プリンセス・トヨトミ 所感
選書理由
・万城目学さんが2023下半期にて直木賞を受賞されたため。
287~288p
それはあまりにもやりすぎじゃないか。
そう人々が思ったとき、すべてははじまったのだという。
本作品の背骨となるテーマを簡潔に、そして人情味ある表現だったため引用させて貰った。
本作品のあらすじは裏表紙より引用。
【四百年の長きにわたる歴史の封印を解いたのは、東京から来た会計検査院の調査官三人と大阪下町育ちの少年少女だった。

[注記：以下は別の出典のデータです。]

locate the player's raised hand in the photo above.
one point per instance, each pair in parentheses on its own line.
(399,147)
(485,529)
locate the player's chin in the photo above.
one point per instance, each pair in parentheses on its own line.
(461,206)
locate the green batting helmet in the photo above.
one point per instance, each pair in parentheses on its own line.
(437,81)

】
プリンセス・トヨトミは著者の大阪育ちというバックグラウンドを盛大に活かした、下町の活気が聞こえてくるような作品だ。
下町、といえば想像される景色がより一層濃く、大阪といういわば外国に近い町のテイストをぶち込んで展開されてゆく。
その中で会計検査院の三人、鬼の松平、ミラクル鳥居、エリート旭が実地検査をする。この三人がまた味があって良い。まるで、本作品以外にも連番となるシリーズがあるかのような掛け合いの軽々しさには、脱帽である。

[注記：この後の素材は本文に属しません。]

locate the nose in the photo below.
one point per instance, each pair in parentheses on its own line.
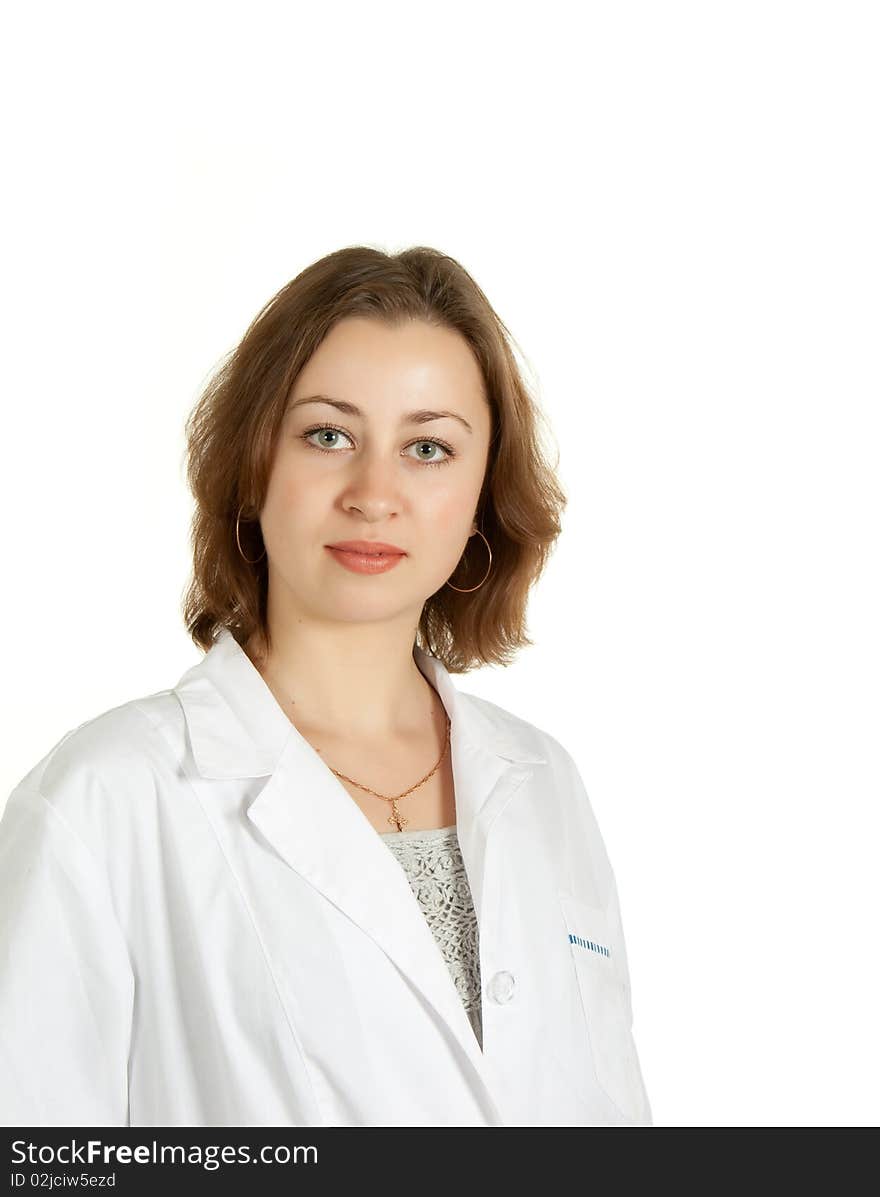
(372,487)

そして性自認に悩む大輔と、幼なじみの茶子のまっすぐだけれども、それゆえ苦しむ十代のセンシティブな面が描かれている。
この2本のストーリーラインは全くもって重ならないと感じる序盤であり、正直つまらないと感じていた。
しかし、2つが交錯し、400年の封印が何か、が明かされる中盤にさしかかると、一気にエンジンが吹き上がりジェットコースターのように物語は加速していく。
終盤における表現として、スケールの大きさを、ミクロ視点の積み重ねで実感させる手法には感嘆した。

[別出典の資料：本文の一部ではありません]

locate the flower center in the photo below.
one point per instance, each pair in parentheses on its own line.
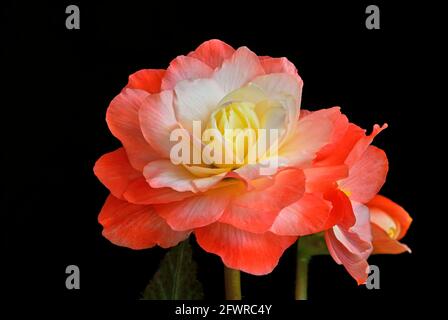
(237,124)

そして、熱量と迫力、登場人物達の覚悟から生まれる、圧倒的終盤の山番となるシーンは是非とも一読頂きたい。
変なバトルものより、よっぽどアツい。
日本男子はかくあるべしと見せつけられた。
全体として、序盤から中盤に入るまでのセットアップ期間が長くつまらなさを感じたが、後半が激アツだったので最高以外の何物でもなかった。
必読書だと周りに大声で言うほどではないものの、確実に最近読んで面白かった本として挙げられる。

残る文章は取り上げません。